Wrong. The issue is not whether it is morally outrageous for Romney to face a low effective tax rate because most of his money is generated through equity investments as opposed to ordinary income. Suppose it is outrageous. Nor is the issue the inherent difficulty in singling out private equity general partners for this special treatment, which seems to be the desire of everyone who is trumpeting such policy proposals. Suppose it’s easy to treat private equity general partners differently than other equity investors. Nor is the issue the fact that the capital gains have already been taxed once at the corporate level, although that’s certainly true.

The issue is who will actually end up paying the tax at the end of the day. When gasoline, or cigarettes, or alcohol, or anything else is taxed, the tax is ultimately shared by both the producers and the consumers of the product being taxed. When gasoline taxes go up, the driver pays part of the tax in the form of more expensive gasoline and the oil company pays part of the tax in the form of less gas sold.

The same dynamic is at work in private equity. General partners are, after all, middlemen. If they face higher taxes, they will pass some of the costs on to limited partners in the form of higher fees
and they will also pass some of the costs onto portfolio companies in the form of more stringent
contracts and less overall capital available. As a result, the extra tax imposed on private equity general partners will be borne by general partners, limited partners and portfolio companies alike, all to differing degrees.
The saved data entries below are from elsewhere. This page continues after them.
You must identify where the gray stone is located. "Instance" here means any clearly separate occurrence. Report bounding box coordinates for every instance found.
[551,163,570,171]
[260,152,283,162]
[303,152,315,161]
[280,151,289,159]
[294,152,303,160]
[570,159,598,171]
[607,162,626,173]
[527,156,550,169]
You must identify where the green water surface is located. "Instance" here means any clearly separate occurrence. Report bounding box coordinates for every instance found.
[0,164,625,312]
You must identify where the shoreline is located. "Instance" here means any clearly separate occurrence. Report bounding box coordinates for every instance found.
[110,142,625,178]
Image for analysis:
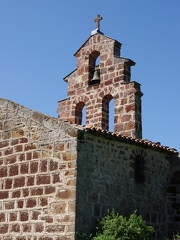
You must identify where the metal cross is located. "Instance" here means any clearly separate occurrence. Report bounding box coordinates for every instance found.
[94,14,103,30]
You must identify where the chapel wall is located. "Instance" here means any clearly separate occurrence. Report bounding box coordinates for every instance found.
[76,131,173,239]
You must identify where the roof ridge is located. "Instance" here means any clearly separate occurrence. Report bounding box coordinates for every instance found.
[83,126,177,154]
[59,122,177,154]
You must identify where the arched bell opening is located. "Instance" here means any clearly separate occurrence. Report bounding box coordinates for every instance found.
[75,102,86,125]
[82,105,86,126]
[89,50,100,86]
[102,94,113,131]
[109,98,114,132]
So, before we respond to this moral outrage by raising taxes on carried interest, we should ask ourselves a few questions. Do we really want to raise taxes on pension funds? They are, after all, major investors in private equity. Is it fair to raise taxes on the retirement earnings that ordinary Americans receive? This is, after all, what will effectively happen. Do we really want startups to bear the cost of this tax by taking capital out of the venture market? Is it good for the economy if fewer underperforming companies are restructured through private equity transactions? These will be the side-effects and hidden costs that occur when political points are scored by raising taxes on private equity.

We should think seriously about how large and how painful these side effects are likely to be before we go on a crusade to correct a wrong that is so widely known only because it is so politically convenient to talk about - not because it is so economically important to correct.